# Documents

In [None]:
doc1 = "Sugar is bad to consume. My sister likes to have sugar, but not my father."
doc2 = "My father spends a lot of time driving my sister around to dance practice."
doc3 = "Doctors suggest that driving may cause increased stress and blood pressure."
doc4 = "Sometimes I feel pressure to perform well at school, but my father never seems to drive my sister to do better."
doc5 = "Health experts say that Sugar is not good for your lifestyle."

# compile documents
doc_complete = [doc1, doc2, doc3, doc4, doc5]

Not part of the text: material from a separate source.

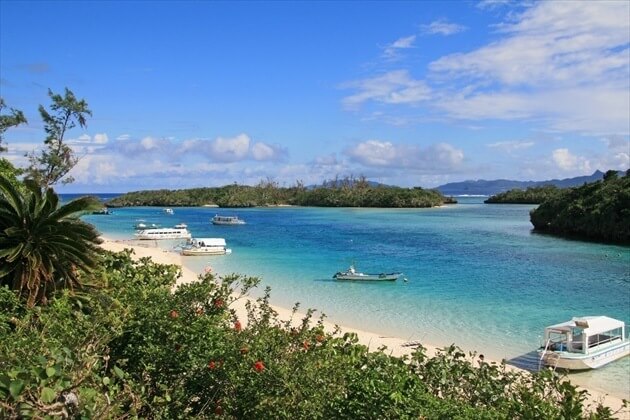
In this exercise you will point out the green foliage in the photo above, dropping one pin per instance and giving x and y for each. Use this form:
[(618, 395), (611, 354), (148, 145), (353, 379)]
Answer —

# Cleaning and Preprocessing

In [None]:
from nltk.corpus import stopwords
from nltk.stem.wordnet import WordNetLemmatizer
import string
stop = set(stopwords.words('english'))
exclude = set(string.punctuation)
lemma = WordNetLemmatizer()
def clean(doc):
    stop_free = " ".join([i for i in doc.lower().split() if i not in stop])
    punc_free = ''.join(ch for ch in stop_free if ch not in exclude)
    normalized = " ".join(lemma.lemmatize(word) for word in punc_free.split())
    return normalized

doc_clean = [clean(doc).split() for doc in doc_complete]

# Document-Term Matrix

In [None]:
# Importing Gensim
import gensim
from gensim import corpora
from pprint import pprint  

# Creating the term dictionary of our courpus, where every unique term is assigned an index.
dictionary = corpora.Dictionary(doc_clean)

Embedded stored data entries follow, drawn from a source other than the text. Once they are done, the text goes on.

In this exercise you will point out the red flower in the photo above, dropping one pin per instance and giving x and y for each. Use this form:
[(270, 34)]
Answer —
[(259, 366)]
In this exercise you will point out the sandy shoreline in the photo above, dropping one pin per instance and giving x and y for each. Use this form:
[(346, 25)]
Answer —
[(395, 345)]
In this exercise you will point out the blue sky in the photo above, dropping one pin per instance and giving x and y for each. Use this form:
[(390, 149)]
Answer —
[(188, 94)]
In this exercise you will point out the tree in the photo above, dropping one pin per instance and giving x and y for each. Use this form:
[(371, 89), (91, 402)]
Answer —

# Converting list of documents (corpus) into Document Term Matrix using dictionary prepared above.
doc_term_matrix = [dictionary.doc2bow(doc) for doc in doc_clean]

pprint(doc_term_matrix)

# LDA Model

In [None]:
from pprint import pprint  

# Creating the object for LDA model using gensim library
lda = gensim.models.ldamodel.LdaModel

# Running and Trainign LDA model on the document term matrix.
ldamodel = lda(doc_term_matrix, num_topics=5, id2word = dictionary, passes=50)

# Results
pprint(ldamodel.print_topics(num_topics=5, num_words=3))
pprint(ldamodel.get_document_topics(doc_term_matrix[1]))

In [None]:
pprint(ldamodel[doc_term_matrix[1]])

In [None]:
pprint(ldamodel[dictionary.doc2bow("I like sugar very much".split())])

In [None]:
ldamodel.get_term_topics(dictionary.token2id["sugar"], minimum_probability=0.001)

# LSA Model

In [None]:
lsa = gensim.models.lsimodel.LsiModel

lsamodel = lsa(doc_term_matrix, num_topics=3, id2word = dictionary)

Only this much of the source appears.